So, in this rather weird transition between the semester and its end (a few meetings left), and also between working hard on the Liverpool presentation and working on the next paper, and having made myself a bit sick in doing so (gastro mostly), and trying to get a list of things done around the house, and sleeping too much in the day and too little at night – I'm resetting myself, bed by 2 am now, and some work out in the world tomorrow afternoon – I've been reading Robertson Davies' High Spirits. For the third time.
A minor book, a collection of occasional Christmas amusements, his yearly ghost stories for the time when he was Master of Massey College at the University of Toronto. I think my eldest sister bought it for me one year, when I was completely excited by his Deptford trilogy – now you see where I first got my idea of Jungianism – and I remember thinking ooh, this will be fun.
It wasn't. I was bored, the jokes seemed drab, the stories dull and academic. I was hugely disappointed the first time through; I must have tried again, on the off chance it had gotten better somehow, a few years ago, and it probably wasn't too bad.

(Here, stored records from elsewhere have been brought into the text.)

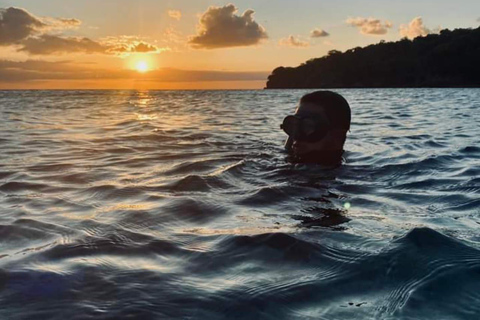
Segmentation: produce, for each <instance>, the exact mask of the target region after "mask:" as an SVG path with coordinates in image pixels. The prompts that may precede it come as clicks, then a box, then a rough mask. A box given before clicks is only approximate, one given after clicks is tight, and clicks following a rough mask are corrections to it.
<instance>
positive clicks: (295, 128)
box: [281, 116, 299, 138]
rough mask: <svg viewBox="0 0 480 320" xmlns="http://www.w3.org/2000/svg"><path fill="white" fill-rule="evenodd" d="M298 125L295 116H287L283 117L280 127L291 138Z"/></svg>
mask: <svg viewBox="0 0 480 320" xmlns="http://www.w3.org/2000/svg"><path fill="white" fill-rule="evenodd" d="M298 125H299V119H297V118H295V116H287V117H285V119H283V123H282V126H281V127H282V129H283V131H285V133H286V134H288V135H289V136H290V137H292V138H293V137H294V136H295V132H296V131H298V130H297V127H298Z"/></svg>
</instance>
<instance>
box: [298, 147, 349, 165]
mask: <svg viewBox="0 0 480 320" xmlns="http://www.w3.org/2000/svg"><path fill="white" fill-rule="evenodd" d="M342 154H343V150H341V151H321V152H310V153H306V154H303V155H297V154H291V155H290V158H291V159H290V158H289V161H290V162H292V163H315V164H322V165H328V166H337V165H340V164H342Z"/></svg>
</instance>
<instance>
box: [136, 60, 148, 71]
mask: <svg viewBox="0 0 480 320" xmlns="http://www.w3.org/2000/svg"><path fill="white" fill-rule="evenodd" d="M135 69H136V70H137V71H138V72H141V73H145V72H147V71H148V70H150V68H149V67H148V63H147V62H146V61H144V60H141V61H138V62H137V64H136V65H135Z"/></svg>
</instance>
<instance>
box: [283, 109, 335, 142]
mask: <svg viewBox="0 0 480 320" xmlns="http://www.w3.org/2000/svg"><path fill="white" fill-rule="evenodd" d="M280 128H281V129H283V131H285V133H286V134H288V135H289V136H290V137H291V138H292V139H293V140H297V141H305V142H316V141H320V140H322V139H323V138H324V137H325V136H326V135H327V133H328V131H329V130H330V124H329V122H328V121H327V120H326V119H324V118H322V117H320V116H319V115H318V114H313V113H299V114H295V115H293V116H286V117H285V119H283V123H282V124H281V125H280Z"/></svg>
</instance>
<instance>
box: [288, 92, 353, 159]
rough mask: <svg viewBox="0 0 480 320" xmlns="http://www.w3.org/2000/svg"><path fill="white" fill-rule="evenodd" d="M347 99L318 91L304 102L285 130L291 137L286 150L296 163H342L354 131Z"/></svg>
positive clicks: (323, 92) (313, 92) (334, 93)
mask: <svg viewBox="0 0 480 320" xmlns="http://www.w3.org/2000/svg"><path fill="white" fill-rule="evenodd" d="M350 119H351V112H350V106H349V105H348V102H347V100H345V98H343V97H342V96H341V95H339V94H337V93H335V92H332V91H316V92H312V93H309V94H306V95H304V96H303V97H302V98H301V99H300V104H299V105H298V107H297V109H296V111H295V115H293V116H287V117H286V118H285V119H284V121H283V124H282V126H281V127H282V129H283V130H284V131H285V132H286V133H287V134H288V135H289V137H288V139H287V141H286V143H285V148H286V149H287V151H288V152H289V153H290V154H291V155H292V156H293V159H292V160H293V161H294V162H310V163H312V162H313V163H323V164H335V163H339V162H340V160H341V156H342V153H343V145H344V143H345V140H346V138H347V131H348V130H349V129H350Z"/></svg>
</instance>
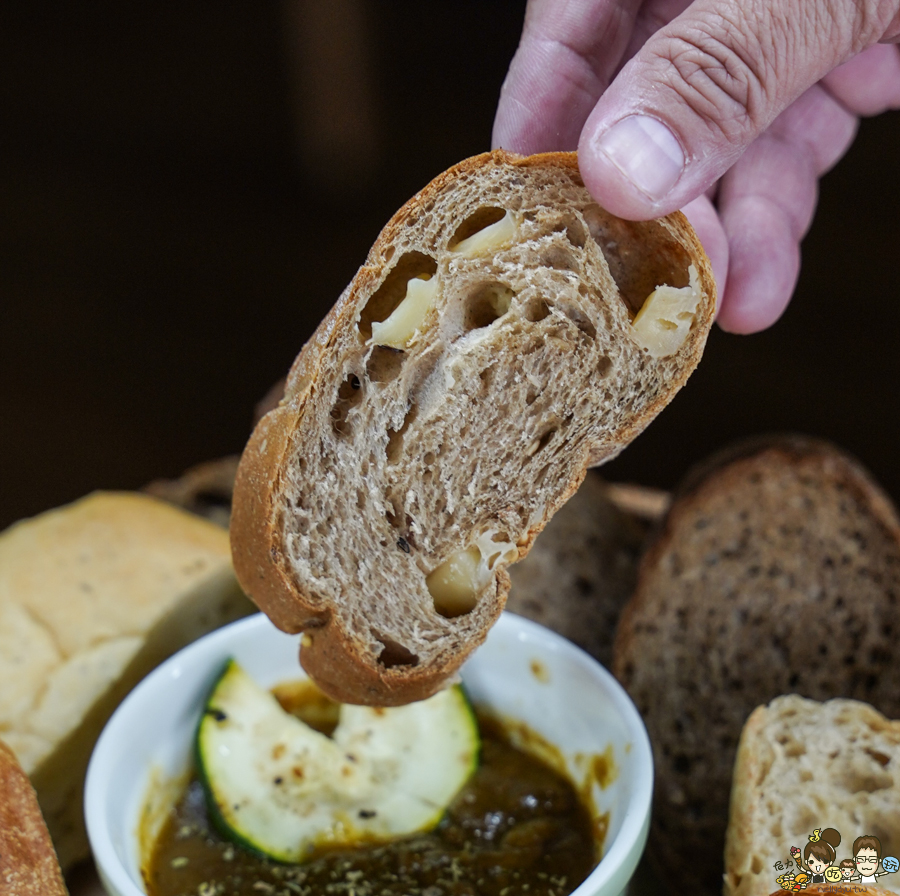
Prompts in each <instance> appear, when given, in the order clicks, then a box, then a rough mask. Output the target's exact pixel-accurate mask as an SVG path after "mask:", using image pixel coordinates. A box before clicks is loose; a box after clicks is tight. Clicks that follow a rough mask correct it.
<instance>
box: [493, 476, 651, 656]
mask: <svg viewBox="0 0 900 896" xmlns="http://www.w3.org/2000/svg"><path fill="white" fill-rule="evenodd" d="M610 493H611V492H610V486H609V485H608V484H607V483H606V482H604V481H603V480H602V479H601V478H600V476H599V474H598V473H596V472H594V471H588V474H587V476H585V478H584V482H582V483H581V485H580V486H579V488H578V491H577V492H575V494H574V495H572V497H571V498H570V499H569V500H568V501H567V502H566V504H564V505H563V507H562V508H560V510H559V512H558V513H557V514H556V516H554V517H553V519H552V520H550V522H549V523H547V527H546V528H545V529H544V530H543V532H541V534H540V536H538V538H537V539H535V542H534V545H533V546H532V548H531V550H530V551H529V552H528V555H527V556H526V557H524V558H523V559H522V560H520V561H519V562H518V563H515V564H513V565H512V566H510V568H509V577H510V579H511V581H512V585H511V587H510V589H509V597H508V598H507V600H506V609H507V610H511V611H512V612H513V613H519V614H520V615H522V616H526V617H528V618H529V619H533V620H534V621H535V622H539V623H541V625H545V626H547V628H551V629H553V630H554V631H555V632H559V634H561V635H562V636H563V637H565V638H568V639H569V640H570V641H572V642H573V643H575V644H577V645H578V646H579V647H581V648H582V649H583V650H586V651H587V652H588V653H589V654H591V656H593V657H595V658H596V659H598V660H599V661H600V662H601V663H603V665H604V666H610V665H611V664H612V645H613V638H614V637H615V633H616V624H617V623H618V620H619V614H620V613H621V612H622V608H623V607H624V606H625V604H626V603H627V602H628V600H629V598H630V597H631V595H632V594H634V588H635V584H636V582H637V570H638V563H639V561H640V557H641V553H642V550H643V547H644V543H645V540H646V537H647V533H648V531H649V529H650V523H649V522H648V521H647V520H646V519H643V518H641V517H638V516H636V515H634V514H632V513H628V512H626V511H624V510H622V509H621V508H620V507H618V506H617V505H616V504H614V503H613V501H612V500H610Z"/></svg>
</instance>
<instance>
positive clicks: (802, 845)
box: [724, 695, 900, 896]
mask: <svg viewBox="0 0 900 896" xmlns="http://www.w3.org/2000/svg"><path fill="white" fill-rule="evenodd" d="M826 826H827V827H831V828H835V829H836V830H837V831H839V832H840V834H841V838H842V842H841V845H840V846H839V847H838V849H837V856H836V861H837V862H840V860H841V859H852V858H853V856H852V851H853V841H854V839H855V838H856V837H859V836H861V835H863V834H868V835H874V836H875V837H878V838H879V840H880V841H881V844H882V848H883V849H884V853H883V855H882V858H883V857H884V856H887V855H896V854H897V851H898V850H900V722H892V721H889V720H888V719H886V718H885V717H884V716H883V715H881V713H879V712H876V711H875V710H874V709H873V708H872V707H871V706H869V705H868V704H866V703H861V702H859V701H857V700H829V701H827V702H826V703H818V702H816V701H815V700H806V699H804V698H802V697H798V696H796V695H791V696H786V697H778V698H776V699H775V700H773V701H772V702H771V703H770V704H769V705H768V706H760V707H758V708H757V709H755V710H754V711H753V713H752V714H751V716H750V718H749V719H748V720H747V724H746V725H745V726H744V730H743V733H742V734H741V739H740V743H739V745H738V752H737V761H736V762H735V766H734V785H733V788H732V791H731V809H730V813H729V819H728V833H727V837H726V845H725V889H724V893H725V896H768V894H769V893H771V892H772V890H773V889H775V886H777V885H776V883H775V879H776V877H778V875H779V874H780V873H781V872H780V871H778V870H775V866H776V863H778V862H781V863H784V862H785V859H788V858H790V848H791V846H792V845H797V846H799V847H800V848H801V849H802V848H803V847H804V846H805V845H806V843H807V837H808V836H809V835H810V834H811V833H812V831H813V830H815V829H816V828H824V827H826ZM844 886H847V887H850V886H859V883H858V882H856V883H846V884H844ZM878 886H879V888H883V889H884V891H891V892H900V874H882V875H879V877H878ZM838 892H839V891H838Z"/></svg>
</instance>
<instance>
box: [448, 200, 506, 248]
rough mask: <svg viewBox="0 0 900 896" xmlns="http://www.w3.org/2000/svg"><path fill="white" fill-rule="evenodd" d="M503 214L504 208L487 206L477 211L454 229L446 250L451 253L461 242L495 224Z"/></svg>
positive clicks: (502, 215) (478, 209)
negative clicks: (453, 233)
mask: <svg viewBox="0 0 900 896" xmlns="http://www.w3.org/2000/svg"><path fill="white" fill-rule="evenodd" d="M505 214H506V209H505V208H496V207H491V206H487V207H486V208H480V209H478V211H476V212H474V213H473V214H471V215H469V217H468V218H466V220H465V221H463V222H462V224H460V225H459V227H457V228H456V232H455V233H454V234H453V237H452V239H451V240H450V242H449V243H448V244H447V248H448V249H449V250H450V251H451V252H452V251H453V250H454V249H456V247H457V246H458V245H459V244H460V243H461V242H462V241H463V240H467V239H468V238H469V237H470V236H475V234H476V233H480V232H481V231H482V230H484V229H485V228H486V227H490V226H491V224H496V223H497V222H498V221H500V220H501V219H502V218H503V216H504V215H505Z"/></svg>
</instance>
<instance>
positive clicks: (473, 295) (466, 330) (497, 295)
mask: <svg viewBox="0 0 900 896" xmlns="http://www.w3.org/2000/svg"><path fill="white" fill-rule="evenodd" d="M514 296H515V293H514V292H513V291H512V290H511V289H510V288H509V287H508V286H506V285H504V284H503V283H485V284H482V285H481V286H479V287H478V288H477V289H476V290H475V291H474V292H472V293H470V294H469V296H468V298H467V299H466V308H465V314H464V317H463V332H466V333H468V332H470V331H471V330H480V329H481V328H482V327H489V326H490V325H491V324H492V323H494V321H496V320H499V319H500V318H501V317H503V315H504V314H506V312H507V311H509V307H510V305H511V304H512V300H513V297H514Z"/></svg>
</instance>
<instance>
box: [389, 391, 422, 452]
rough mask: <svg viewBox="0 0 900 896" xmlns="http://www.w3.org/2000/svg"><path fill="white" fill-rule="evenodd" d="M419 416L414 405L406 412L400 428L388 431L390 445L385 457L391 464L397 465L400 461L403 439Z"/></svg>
mask: <svg viewBox="0 0 900 896" xmlns="http://www.w3.org/2000/svg"><path fill="white" fill-rule="evenodd" d="M417 414H418V408H417V407H416V406H415V405H412V406H411V407H410V408H409V410H408V411H407V412H406V416H405V417H404V418H403V423H402V424H401V425H400V428H399V429H389V430H388V443H387V447H386V448H385V455H386V456H387V461H388V463H389V464H395V463H397V461H398V460H399V459H400V456H401V454H402V453H403V439H404V437H405V436H406V430H408V429H409V427H410V425H411V424H412V422H413V420H415V419H416V415H417Z"/></svg>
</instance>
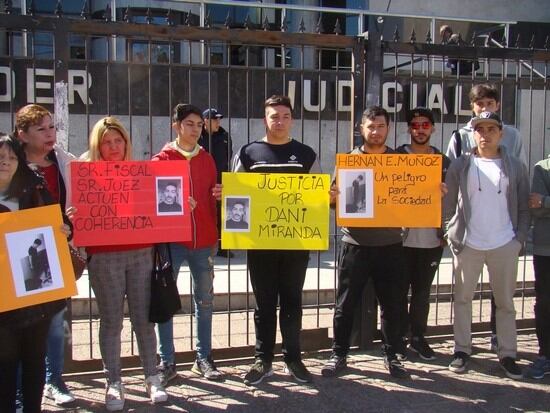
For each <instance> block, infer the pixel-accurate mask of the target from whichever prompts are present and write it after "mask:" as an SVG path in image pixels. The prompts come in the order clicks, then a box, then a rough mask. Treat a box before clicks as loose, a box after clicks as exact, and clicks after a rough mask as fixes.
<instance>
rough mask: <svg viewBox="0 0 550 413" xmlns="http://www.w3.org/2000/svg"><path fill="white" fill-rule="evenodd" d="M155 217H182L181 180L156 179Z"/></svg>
mask: <svg viewBox="0 0 550 413" xmlns="http://www.w3.org/2000/svg"><path fill="white" fill-rule="evenodd" d="M156 188H157V215H183V190H182V188H183V186H182V178H181V177H177V176H162V177H161V176H159V177H157V179H156Z"/></svg>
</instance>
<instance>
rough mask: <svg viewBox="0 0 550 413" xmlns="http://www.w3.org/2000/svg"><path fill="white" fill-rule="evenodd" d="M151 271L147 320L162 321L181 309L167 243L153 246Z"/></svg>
mask: <svg viewBox="0 0 550 413" xmlns="http://www.w3.org/2000/svg"><path fill="white" fill-rule="evenodd" d="M153 251H154V252H153V254H154V255H153V259H154V262H153V271H152V273H151V305H150V307H149V321H151V322H153V323H164V322H166V321H168V320H170V319H171V318H172V317H173V316H174V314H176V313H177V312H178V311H179V310H180V309H181V301H180V295H179V292H178V286H177V284H176V277H175V276H174V269H173V268H172V255H171V253H170V246H169V245H168V244H156V245H155V247H154V248H153Z"/></svg>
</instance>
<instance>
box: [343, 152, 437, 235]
mask: <svg viewBox="0 0 550 413" xmlns="http://www.w3.org/2000/svg"><path fill="white" fill-rule="evenodd" d="M441 168H442V158H441V155H413V154H380V155H367V154H338V155H337V157H336V169H337V177H336V179H337V185H338V189H339V190H340V195H339V197H338V213H337V223H338V225H340V226H349V227H409V228H429V227H440V226H441Z"/></svg>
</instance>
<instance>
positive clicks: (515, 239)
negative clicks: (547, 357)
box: [444, 112, 530, 379]
mask: <svg viewBox="0 0 550 413" xmlns="http://www.w3.org/2000/svg"><path fill="white" fill-rule="evenodd" d="M470 125H471V126H472V128H473V130H474V139H475V142H476V145H477V146H476V147H474V148H473V149H472V152H471V153H470V154H469V155H461V156H460V158H458V159H456V160H455V161H454V162H453V163H452V164H451V166H450V167H449V170H448V171H447V176H446V179H445V182H446V184H447V188H448V193H447V195H446V196H445V197H444V211H445V213H444V217H445V223H446V229H447V239H448V241H449V245H450V248H451V251H452V253H453V256H454V260H453V264H454V277H455V293H454V313H455V319H454V336H455V350H454V351H455V352H454V358H453V360H452V362H451V364H450V365H449V370H451V371H453V372H464V371H465V370H466V367H467V362H468V359H469V357H470V354H471V352H472V337H471V328H472V299H473V296H474V292H475V288H476V286H477V282H478V280H479V275H480V273H481V270H482V268H483V265H484V264H485V265H486V266H487V270H488V272H489V281H490V283H491V288H492V290H493V295H494V297H495V303H496V324H497V337H498V344H499V345H498V357H499V360H500V366H501V367H502V369H503V370H504V371H505V373H506V375H507V376H508V377H510V378H512V379H519V378H521V377H522V374H521V369H520V368H519V367H518V366H517V364H516V360H515V359H516V353H517V342H516V320H515V315H516V311H515V308H514V292H515V289H516V277H517V264H518V256H519V253H520V251H521V249H522V247H523V243H524V242H525V240H526V239H527V230H528V229H529V224H530V217H529V210H528V205H527V203H528V198H529V178H528V174H527V168H526V167H525V165H524V164H523V163H522V162H521V161H520V160H519V159H518V158H516V157H515V156H511V155H509V154H508V152H507V148H506V147H505V146H503V145H500V141H501V138H502V122H501V120H500V117H499V116H498V115H497V114H496V113H493V112H481V113H480V114H479V115H478V116H476V117H475V118H473V119H472V120H471V122H470Z"/></svg>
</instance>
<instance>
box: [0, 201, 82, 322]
mask: <svg viewBox="0 0 550 413" xmlns="http://www.w3.org/2000/svg"><path fill="white" fill-rule="evenodd" d="M62 224H63V220H62V217H61V210H60V208H59V205H50V206H45V207H40V208H32V209H25V210H21V211H15V212H7V213H3V214H0V250H1V251H6V252H7V253H4V254H0V285H2V288H0V312H3V311H8V310H14V309H17V308H22V307H28V306H31V305H35V304H40V303H45V302H48V301H55V300H60V299H62V298H67V297H70V296H72V295H75V294H76V283H75V277H74V270H73V266H72V263H71V255H70V253H69V247H68V244H67V238H66V236H65V235H64V234H63V233H62V232H61V226H62Z"/></svg>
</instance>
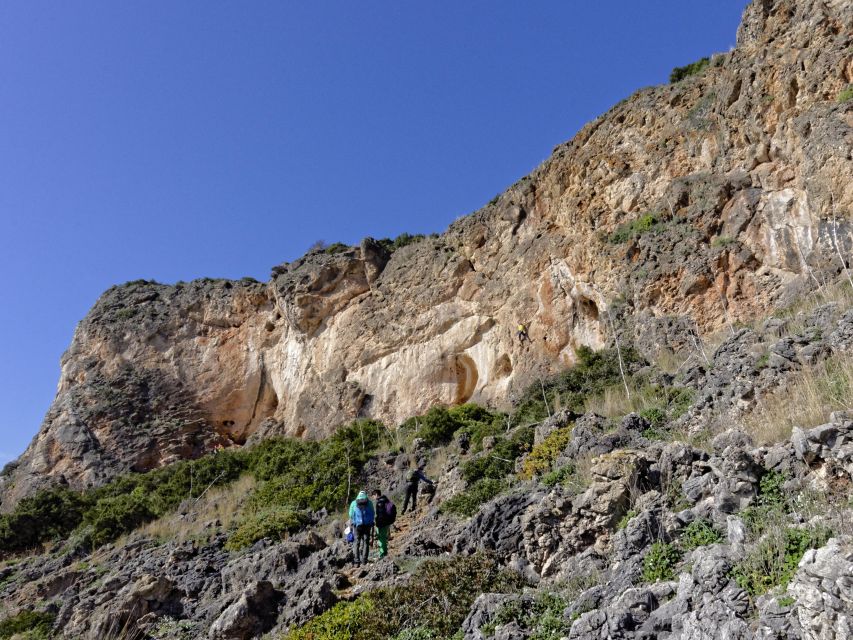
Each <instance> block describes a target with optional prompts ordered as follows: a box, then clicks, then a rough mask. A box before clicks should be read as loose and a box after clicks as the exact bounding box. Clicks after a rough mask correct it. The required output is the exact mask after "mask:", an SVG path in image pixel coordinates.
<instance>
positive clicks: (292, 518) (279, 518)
mask: <svg viewBox="0 0 853 640" xmlns="http://www.w3.org/2000/svg"><path fill="white" fill-rule="evenodd" d="M307 521H308V518H307V516H306V515H305V514H304V513H300V512H298V511H295V510H294V509H292V508H290V507H285V506H279V507H269V508H266V509H261V510H259V511H256V512H254V513H252V514H251V515H249V516H248V517H247V518H245V519H244V520H243V521H242V522H241V523H240V526H238V527H237V529H236V530H235V531H234V533H232V534H231V536H230V537H229V538H228V542H227V543H226V544H225V548H226V549H229V550H231V551H236V550H237V549H242V548H244V547H248V546H250V545H252V544H254V543H255V542H257V541H258V540H261V539H262V538H272V539H273V540H280V539H283V538H284V537H285V534H289V533H295V532H296V531H298V530H299V529H301V528H302V527H304V526H305V523H306V522H307Z"/></svg>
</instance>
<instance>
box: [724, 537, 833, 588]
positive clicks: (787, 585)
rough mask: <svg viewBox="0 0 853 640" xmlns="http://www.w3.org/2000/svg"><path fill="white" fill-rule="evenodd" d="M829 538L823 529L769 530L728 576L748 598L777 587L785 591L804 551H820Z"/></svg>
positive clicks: (799, 563) (802, 554)
mask: <svg viewBox="0 0 853 640" xmlns="http://www.w3.org/2000/svg"><path fill="white" fill-rule="evenodd" d="M829 536H830V531H829V530H828V529H826V528H824V527H810V528H805V529H795V528H793V527H787V528H785V529H778V528H776V529H772V530H770V531H769V532H768V535H767V537H765V538H764V539H762V540H761V542H759V543H758V545H757V546H756V547H755V549H753V550H752V552H751V553H750V554H749V555H748V556H747V557H746V558H744V559H743V560H741V561H740V562H739V563H738V564H736V565H735V566H734V567H733V568H732V571H731V576H732V578H734V580H735V581H736V582H737V583H738V585H740V587H741V588H742V589H743V590H744V591H746V592H747V593H749V594H750V595H751V596H760V595H763V594H765V593H767V592H768V591H770V590H771V589H773V588H774V587H777V586H778V587H782V588H785V587H787V586H788V583H789V582H790V581H791V578H793V577H794V574H795V573H796V571H797V565H799V564H800V560H802V559H803V555H805V553H806V551H808V550H809V549H817V548H819V547H822V546H823V545H824V544H826V541H827V540H828V539H829Z"/></svg>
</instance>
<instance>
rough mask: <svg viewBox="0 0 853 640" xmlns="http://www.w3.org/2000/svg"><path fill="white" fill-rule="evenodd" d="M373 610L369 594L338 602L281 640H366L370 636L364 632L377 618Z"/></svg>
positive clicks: (373, 610)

Well, the joke's on me now – I'm enjoying it this time, and have even laughed out loud several times. Which tells you something about me – I've finally reached an age where the humor makes sense (lots of old-fashioned academic in-jokes); the whole is pleasant enough, a bit like Dunsany's Jorkens stories (which somebody or other recently published complete in three volumes, which, yes, it's true, I bought). Very clubby, very cigar-smokey, very casual, but funny in their quaint way...
At this rate, I'll grow a white beard before long.